Crews cleared away downed trees and power lines after Hurricane Gonzalo battered Bermuda for several hours but caused no deaths or serious injuries.
The storm’s centre crossed over Bermuda late on Friday and Gonzalo quickly moved northward over the Atlantic on a track that could take it just off the shore of Newfoundland in Canada today.
More than 18,000 homes in Bermuda were still without power last night, but Premier Michael Dunkley said clean-up efforts were going smoothly.
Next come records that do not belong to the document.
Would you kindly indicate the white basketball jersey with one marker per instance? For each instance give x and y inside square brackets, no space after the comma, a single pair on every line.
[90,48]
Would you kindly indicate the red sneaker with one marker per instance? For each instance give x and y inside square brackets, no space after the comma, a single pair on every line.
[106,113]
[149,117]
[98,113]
He said Britain, the US and other nations have offered assistance.
“All hands were on deck and worked very well,” he tweeted. “Much to be done but we are roaring back!”
Gonzalo approached Bermuda as a Category 3 storm, then weakened to Category 2 strength just before coming ashore with sustained winds of 110 mph.
Even after beginning to move away, its fierce winds battered the island for hours.
Maria Frith, who owns Grape Bay Cottages on Bermuda’s south coast, said the hurricane woke her up before dawn when it tore the patio roof off her house.
“To be perfectly honest with you, I was terrified, partly because of the noise,” she said. “It was really scary.”
Some Bermudians woke up to toppled concrete walls, uprooted palm trees and boats run aground.
Gonzalo ripped part of the roof off the island’s parliament as well as the roof of an exhibit at the Bermuda Aquarium, Museum & Zoo.
But no catastrophic damage was reported on Bermuda, which has one of the highest per-capita incomes in the world and is known for strict building codes meant to ensure homes can withstand sustained winds of at least 110 mph.
Officials have not yet announced whether government offices and schools would reopen tomorrow.
The island’s international airport remained closed last night but officials said it might reopen this afternoon.
The last major hurricane to strike Bermuda was Fabian in September 2003. That Category 3 storm killed three police officers and a civilian and caused more than £62 million in damage.
The island was still recovering from last weekend’s blast from Tropical Storm Fay, which also damaged homes and toppled power lines.
The US national hurricane centre said Gonzalo weakened as it moved away from Bermuda on a track that would take it past Newfoundland and then across the Atlantic to Britain and Ireland.
Gonzalo earlier claimed one life in the Dutch territory of St Maarten and the hurricane centre said it could still whip up dangerous surf on portions of the US coast and Canada.